Fundamentally, the nature of our economy is what makes it harder for working-class people to look after their health in the same way that those on high wages can. It’s not the normal worker who has the flexibility to take some time out of their day to go to a lunchtime gym class – it’s the executive and managerial level employees who have the freedom to do so. Likewise, overworked, exhausted people rely on convenience culture of (often unhealthy) microwavable or takeaway food. And convenience culture has a knock-on effect on climate change, producing more non-recyclable waste. Any policy measures to “empower lifestyle changes” are useless if they do not start from the premise that everyone deserves a decent wage and affordable housing without being asked to work every available hour of the day.
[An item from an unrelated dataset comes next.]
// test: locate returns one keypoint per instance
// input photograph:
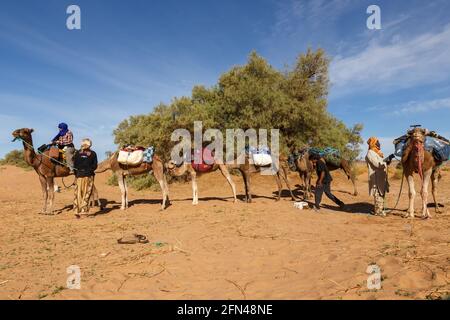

This also illustrates why the fight for flexible working from day one and a four-day week is so important. It can mark the start of a political movement in which we reclaim our leisure time from our bosses who expect us to work for them at any cost, regardless of what it means for our health and wellbeing or the planet. And we must always remember this flexibility is not utopian – it already exists for those at the top.
The unwillingness to challenge elites is evident in the Tory reluctance to raise money through taxation to increase public spending, which means that revenue for investment must come from somewhere else. And again, the Conservatives are turning on workers: at the same time as the government needs to recruit overseas workers to combat the shortage of doctors and nurses, immigrants will be charged twice to access the NHS – once through their National Insurance and tax contribution, then again through a health surcharge. An extension and increase of the health surcharge means that those who were asked to come here to staff our public services will be penalised for using them.
The Conservative Party will never restrict the freedom of corporations and those at the top of the economy to wreak havoc on communities in the interest of profit maximisation. Only a Labour government can start to unravel these power relations, which is the only way towards a path of true liberation.